What Awaits the Stock Market in 2022: Forecasts from Experts

16th February 2022

What will be the dynamics of the stock market this year? This question interests millions of people around the world. We will try to understand this issue, using the expert opinions of various specialists.

The Main Factors Influencing the Stock Market in 2022

According to experts of the rating of stockbrokers in France, brokerschart.fr, there are 4 main factors that will most strongly influence the development of the stock market in the year of the tiger. Among them are:

  • inflation;
  • decarbonization;
  • pandemic;
  • news from China.

These factors can affect stock quotes both positively and negatively. Let’s take a closer look at each of the above aspects and what impact it can have on the stock market.

Inflation

Inflation is called one of the decisive factors of this year by experts from many agencies, in particular Bloomberg. Bloomberg experts believe that we should not expect high inflation rates this year, because the scenario for reducing inflationary pressure is already taken into account in current prices.
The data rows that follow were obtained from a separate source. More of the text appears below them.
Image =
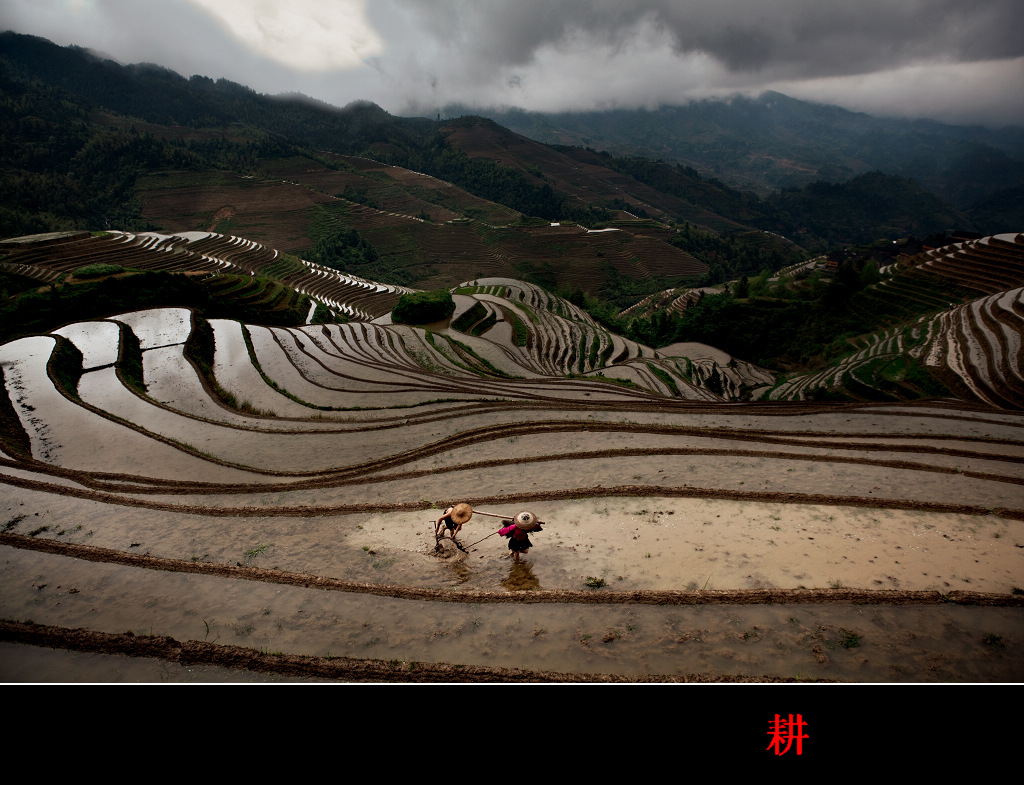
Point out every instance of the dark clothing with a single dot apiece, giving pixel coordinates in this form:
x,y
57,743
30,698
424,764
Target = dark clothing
x,y
518,539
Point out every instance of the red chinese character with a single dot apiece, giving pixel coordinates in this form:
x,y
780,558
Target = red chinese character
x,y
787,731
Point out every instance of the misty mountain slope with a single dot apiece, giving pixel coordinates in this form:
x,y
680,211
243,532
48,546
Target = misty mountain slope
x,y
774,141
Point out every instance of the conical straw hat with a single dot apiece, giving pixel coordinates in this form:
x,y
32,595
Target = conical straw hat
x,y
462,513
526,521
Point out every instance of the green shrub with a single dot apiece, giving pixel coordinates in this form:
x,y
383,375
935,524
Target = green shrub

On the other hand, if this scenario is not effective, the stock market is waiting for a massive decline in quotations, as a result of news about the decline in profits of most companies. And although such an option is considered less likely, you should also be prepared for it.

High inflation will force central banks to tighten monetary policy, pushing up borrowing costs for heavily indebted countries.

Decarbonization

According to brokerschart.de experts, decarbonization could be one of the reasons for high inflation in 2022.
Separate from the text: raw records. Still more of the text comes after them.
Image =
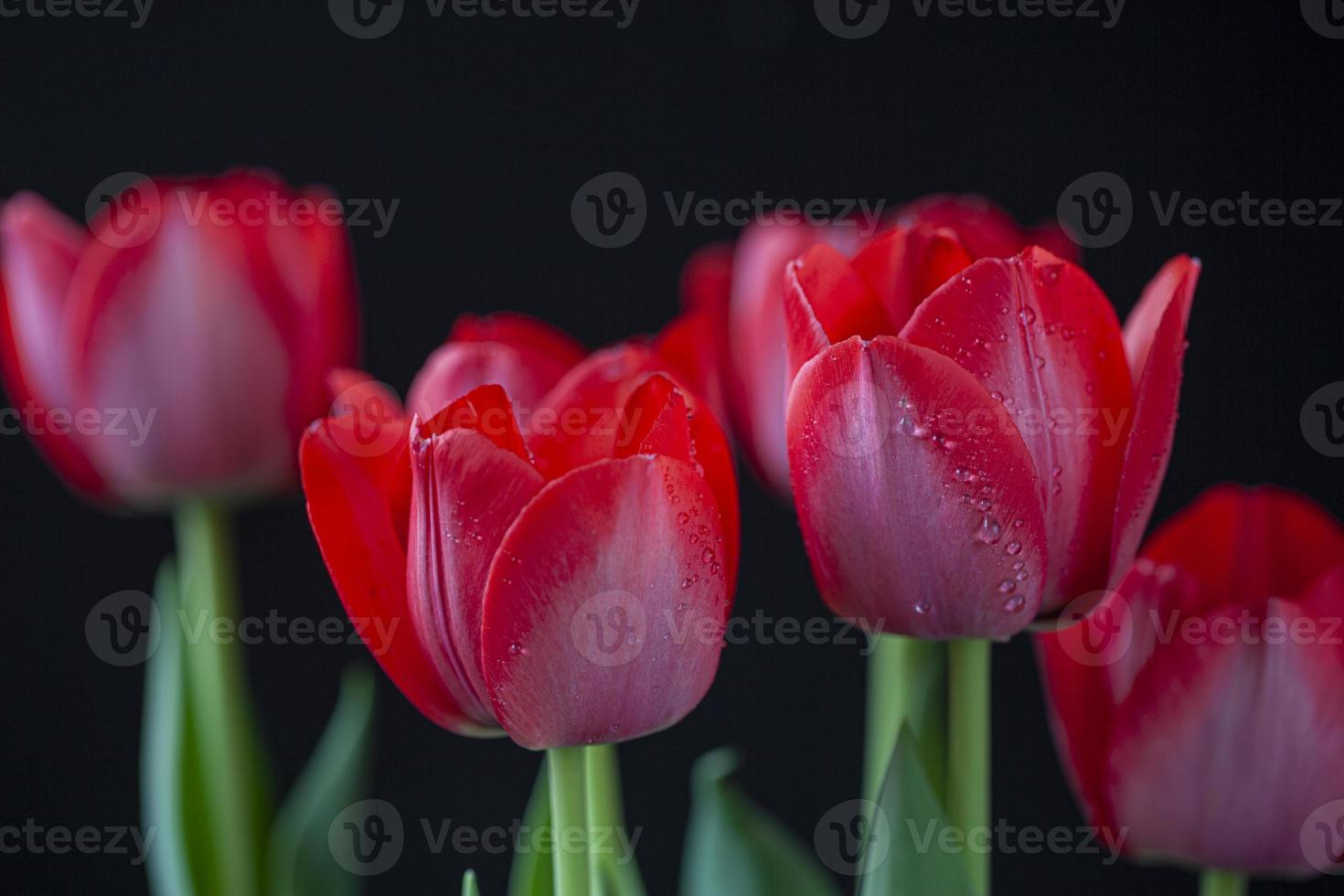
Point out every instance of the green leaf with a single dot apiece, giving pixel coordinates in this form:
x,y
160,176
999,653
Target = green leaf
x,y
167,787
734,847
532,873
906,853
300,861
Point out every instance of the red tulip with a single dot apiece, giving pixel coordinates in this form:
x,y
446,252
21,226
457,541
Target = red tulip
x,y
185,346
1198,707
563,570
741,288
964,463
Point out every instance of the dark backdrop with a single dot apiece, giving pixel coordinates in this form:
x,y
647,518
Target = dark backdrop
x,y
484,129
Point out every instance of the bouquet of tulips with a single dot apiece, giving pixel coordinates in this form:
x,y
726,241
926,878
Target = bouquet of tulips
x,y
542,543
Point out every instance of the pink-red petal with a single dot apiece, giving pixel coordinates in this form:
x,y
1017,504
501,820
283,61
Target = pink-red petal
x,y
351,507
603,617
1040,336
469,484
914,493
1155,343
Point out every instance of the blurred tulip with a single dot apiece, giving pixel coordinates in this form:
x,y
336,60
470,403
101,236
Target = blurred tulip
x,y
1197,707
997,457
741,289
563,569
182,348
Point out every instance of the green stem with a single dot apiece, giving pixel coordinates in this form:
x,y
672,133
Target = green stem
x,y
606,819
968,750
566,775
1223,883
906,683
220,718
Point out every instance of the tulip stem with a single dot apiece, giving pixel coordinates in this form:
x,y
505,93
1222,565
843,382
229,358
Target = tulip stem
x,y
968,752
606,819
217,695
907,680
1223,883
565,770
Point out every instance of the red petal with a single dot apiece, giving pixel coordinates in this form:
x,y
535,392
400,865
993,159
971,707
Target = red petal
x,y
1155,343
983,228
657,414
352,506
757,335
841,301
1246,544
39,249
905,265
162,325
1038,332
605,546
539,343
1229,741
891,450
471,480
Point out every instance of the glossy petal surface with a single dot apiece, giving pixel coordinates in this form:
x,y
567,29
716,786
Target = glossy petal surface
x,y
603,620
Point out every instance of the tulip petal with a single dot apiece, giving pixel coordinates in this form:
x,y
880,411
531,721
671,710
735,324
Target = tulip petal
x,y
929,524
471,477
1038,332
1227,744
349,500
657,412
664,426
905,265
1155,343
757,332
589,633
983,228
526,357
39,249
1241,544
159,328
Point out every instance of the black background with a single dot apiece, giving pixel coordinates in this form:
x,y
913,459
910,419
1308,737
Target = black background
x,y
484,129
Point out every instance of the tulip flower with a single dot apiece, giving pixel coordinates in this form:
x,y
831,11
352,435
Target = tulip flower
x,y
560,570
741,288
182,347
966,461
1197,706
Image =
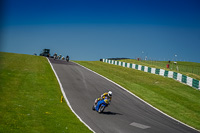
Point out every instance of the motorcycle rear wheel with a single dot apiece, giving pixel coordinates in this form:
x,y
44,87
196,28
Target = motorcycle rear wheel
x,y
101,109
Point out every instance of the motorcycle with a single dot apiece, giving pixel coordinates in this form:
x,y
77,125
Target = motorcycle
x,y
101,104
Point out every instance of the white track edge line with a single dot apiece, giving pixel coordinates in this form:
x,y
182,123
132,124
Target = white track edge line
x,y
68,103
139,98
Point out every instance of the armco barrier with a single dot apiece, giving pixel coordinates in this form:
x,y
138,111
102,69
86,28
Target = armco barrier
x,y
170,74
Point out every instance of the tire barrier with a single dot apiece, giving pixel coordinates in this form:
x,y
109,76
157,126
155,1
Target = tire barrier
x,y
170,74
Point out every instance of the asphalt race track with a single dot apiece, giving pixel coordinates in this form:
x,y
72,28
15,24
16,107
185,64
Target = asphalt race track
x,y
126,114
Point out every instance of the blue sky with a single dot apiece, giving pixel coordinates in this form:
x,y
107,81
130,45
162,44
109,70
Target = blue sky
x,y
94,29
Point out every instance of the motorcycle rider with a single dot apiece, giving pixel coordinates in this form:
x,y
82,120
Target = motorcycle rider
x,y
106,94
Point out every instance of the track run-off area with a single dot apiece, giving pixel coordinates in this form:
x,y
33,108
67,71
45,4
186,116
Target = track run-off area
x,y
125,114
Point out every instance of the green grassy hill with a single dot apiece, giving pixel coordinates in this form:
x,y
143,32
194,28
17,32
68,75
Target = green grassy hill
x,y
176,99
30,98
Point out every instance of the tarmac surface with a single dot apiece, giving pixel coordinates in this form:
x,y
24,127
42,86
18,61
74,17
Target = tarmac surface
x,y
125,114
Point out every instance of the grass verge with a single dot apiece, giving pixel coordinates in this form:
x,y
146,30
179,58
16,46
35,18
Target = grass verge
x,y
175,99
30,97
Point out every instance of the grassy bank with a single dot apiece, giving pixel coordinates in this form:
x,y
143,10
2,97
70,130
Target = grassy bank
x,y
190,69
176,99
30,97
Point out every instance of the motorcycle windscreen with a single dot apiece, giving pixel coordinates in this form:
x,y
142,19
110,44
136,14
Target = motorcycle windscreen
x,y
99,103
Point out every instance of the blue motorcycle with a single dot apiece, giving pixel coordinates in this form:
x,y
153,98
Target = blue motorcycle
x,y
101,105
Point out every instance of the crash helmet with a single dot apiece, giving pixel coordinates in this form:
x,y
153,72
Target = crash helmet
x,y
110,93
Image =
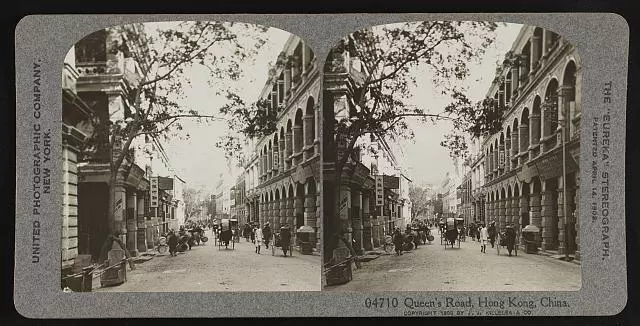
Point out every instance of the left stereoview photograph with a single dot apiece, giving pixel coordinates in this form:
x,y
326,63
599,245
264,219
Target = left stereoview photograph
x,y
190,160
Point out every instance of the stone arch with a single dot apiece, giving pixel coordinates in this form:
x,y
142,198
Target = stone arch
x,y
298,132
524,130
570,89
290,193
502,148
299,205
536,127
536,46
310,122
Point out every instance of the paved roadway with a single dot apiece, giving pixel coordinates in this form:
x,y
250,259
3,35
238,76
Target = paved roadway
x,y
432,268
206,268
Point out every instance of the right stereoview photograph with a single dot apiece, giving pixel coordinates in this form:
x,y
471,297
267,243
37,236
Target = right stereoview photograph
x,y
451,159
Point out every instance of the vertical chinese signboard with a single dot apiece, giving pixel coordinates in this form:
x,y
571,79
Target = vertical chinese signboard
x,y
154,192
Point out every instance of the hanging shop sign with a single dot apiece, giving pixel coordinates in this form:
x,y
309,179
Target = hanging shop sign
x,y
391,182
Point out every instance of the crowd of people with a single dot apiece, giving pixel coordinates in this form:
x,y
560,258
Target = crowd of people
x,y
418,231
259,236
478,231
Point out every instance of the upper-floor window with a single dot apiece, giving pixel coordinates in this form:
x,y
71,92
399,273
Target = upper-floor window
x,y
92,48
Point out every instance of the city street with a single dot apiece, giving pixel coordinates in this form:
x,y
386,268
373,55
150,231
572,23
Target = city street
x,y
205,268
432,268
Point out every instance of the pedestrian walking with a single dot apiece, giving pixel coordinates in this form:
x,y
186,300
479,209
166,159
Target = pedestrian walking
x,y
510,238
258,239
484,238
285,238
266,234
492,233
172,241
113,242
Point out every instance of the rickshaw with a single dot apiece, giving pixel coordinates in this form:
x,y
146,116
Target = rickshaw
x,y
502,240
451,233
277,243
226,234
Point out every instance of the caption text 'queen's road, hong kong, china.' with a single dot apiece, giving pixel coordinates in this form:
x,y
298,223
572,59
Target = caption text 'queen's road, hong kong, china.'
x,y
451,159
191,160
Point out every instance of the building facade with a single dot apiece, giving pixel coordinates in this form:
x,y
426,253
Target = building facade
x,y
107,75
76,129
283,169
539,88
370,197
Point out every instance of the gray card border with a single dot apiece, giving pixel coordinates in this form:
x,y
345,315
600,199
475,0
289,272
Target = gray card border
x,y
602,42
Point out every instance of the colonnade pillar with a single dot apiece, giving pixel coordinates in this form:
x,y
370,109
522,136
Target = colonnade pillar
x,y
310,216
356,220
367,243
549,223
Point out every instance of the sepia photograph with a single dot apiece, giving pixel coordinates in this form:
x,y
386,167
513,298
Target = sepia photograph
x,y
451,155
190,160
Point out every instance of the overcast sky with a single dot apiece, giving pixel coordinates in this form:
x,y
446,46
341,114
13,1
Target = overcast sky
x,y
199,162
425,159
196,159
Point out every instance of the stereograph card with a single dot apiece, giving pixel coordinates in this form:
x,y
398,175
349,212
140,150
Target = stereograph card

Higher carbon prices and environmental taxes increase production costs for industrial enterprises. The trend towards green energy reduces investment in fossil fuels, which leads to a sharp increase in energy prices.
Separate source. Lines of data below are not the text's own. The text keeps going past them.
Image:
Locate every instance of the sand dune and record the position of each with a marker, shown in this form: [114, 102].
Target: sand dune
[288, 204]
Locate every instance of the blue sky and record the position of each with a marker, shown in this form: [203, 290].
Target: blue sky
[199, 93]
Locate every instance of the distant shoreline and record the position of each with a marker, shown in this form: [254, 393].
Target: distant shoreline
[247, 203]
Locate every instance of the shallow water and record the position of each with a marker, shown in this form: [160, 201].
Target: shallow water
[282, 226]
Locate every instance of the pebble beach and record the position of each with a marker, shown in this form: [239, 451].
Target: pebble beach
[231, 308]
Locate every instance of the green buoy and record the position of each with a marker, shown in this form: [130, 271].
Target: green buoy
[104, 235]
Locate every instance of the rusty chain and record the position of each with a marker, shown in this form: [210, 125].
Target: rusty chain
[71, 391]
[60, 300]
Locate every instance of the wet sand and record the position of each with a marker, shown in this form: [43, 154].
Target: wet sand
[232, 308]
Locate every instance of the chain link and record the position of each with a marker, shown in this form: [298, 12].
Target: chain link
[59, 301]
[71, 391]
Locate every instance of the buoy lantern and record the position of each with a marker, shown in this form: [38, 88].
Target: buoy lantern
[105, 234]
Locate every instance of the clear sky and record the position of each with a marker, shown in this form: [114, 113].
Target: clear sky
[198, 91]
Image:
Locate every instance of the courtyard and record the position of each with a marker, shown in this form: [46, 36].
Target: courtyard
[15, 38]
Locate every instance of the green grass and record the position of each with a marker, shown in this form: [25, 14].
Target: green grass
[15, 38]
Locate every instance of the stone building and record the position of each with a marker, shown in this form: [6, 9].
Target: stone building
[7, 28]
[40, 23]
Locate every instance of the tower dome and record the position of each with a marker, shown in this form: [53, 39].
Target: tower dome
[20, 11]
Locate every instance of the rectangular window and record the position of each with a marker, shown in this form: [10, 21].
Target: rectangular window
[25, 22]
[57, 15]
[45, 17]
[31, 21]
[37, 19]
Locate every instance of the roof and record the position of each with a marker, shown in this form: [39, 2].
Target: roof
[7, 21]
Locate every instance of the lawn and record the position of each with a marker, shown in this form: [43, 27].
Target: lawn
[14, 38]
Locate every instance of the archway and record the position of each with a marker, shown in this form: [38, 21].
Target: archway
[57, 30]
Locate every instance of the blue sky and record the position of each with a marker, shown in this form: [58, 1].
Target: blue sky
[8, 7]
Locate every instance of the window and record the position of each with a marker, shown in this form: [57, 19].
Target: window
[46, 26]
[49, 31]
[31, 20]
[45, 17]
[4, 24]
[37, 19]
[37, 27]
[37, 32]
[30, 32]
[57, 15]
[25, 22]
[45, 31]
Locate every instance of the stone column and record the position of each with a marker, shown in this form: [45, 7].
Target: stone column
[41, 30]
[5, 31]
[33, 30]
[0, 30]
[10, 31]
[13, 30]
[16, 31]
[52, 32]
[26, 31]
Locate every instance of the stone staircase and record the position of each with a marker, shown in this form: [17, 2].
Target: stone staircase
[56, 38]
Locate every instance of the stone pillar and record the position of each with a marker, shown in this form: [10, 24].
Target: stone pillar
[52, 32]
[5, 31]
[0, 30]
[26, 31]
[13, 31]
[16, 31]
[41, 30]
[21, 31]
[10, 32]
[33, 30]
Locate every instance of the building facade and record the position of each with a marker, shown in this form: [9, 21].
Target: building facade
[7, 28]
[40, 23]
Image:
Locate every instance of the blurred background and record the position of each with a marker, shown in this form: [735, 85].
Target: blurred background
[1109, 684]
On the other hand, decarbonization creates unprecedented investment opportunities. As an example, the experts cite Tesla, whose shares have grown by more than 1000% since the beginning of last year. This company is just known for its investments in sustainable energy.

Coronavirus

Coronavirus will continue to negatively affect the stock market, regardless of the emergence of new strains or the complete cessation of the pandemic.

In the first case, the tightening of quarantine restrictions will cause a slowdown in the growth of quotations. In the second one, it will lead to the curtailment of state programs of fiscal and monetary stimulus — the two main drivers of the market this year.

Situation in China

In general, experts consider China to be a significant driver of stock market growth. The peak of tightening regulation in the country has already passed and the Chinese authorities are taking more measures to stimulate the economy, which will begin to affect it in 2022. As a result, experts expect growth in profits and valuations of Chinese corporations.

Unlikely Forecasts

Investment bank Saxo Bank at the end of each year publishes the traditional shocking forecast for the next year, which lists unlikely events (so-called black swans) that, if they occur, will have a significant impact on financial markets or world politics.

Forecasts for 2022 include:

  • Revisiting our fossil energy policy — faced with rapidly rising energy prices, policymakers will make a surprise move in 2022 to temporarily ease environmental restrictions on new investment in oil and natural gas.
  • Falling popularity of Facebook —  investors will realize that Meta (Facebook) is losing the younger generation and therefore the future potential and profitability of the company.
  • Army of women investors — a group of female traders, emulating the events on the Internet platform Reddit, will launch a coordinated attack on companies with low gender equality scores, causing their stock prices to fluctuate.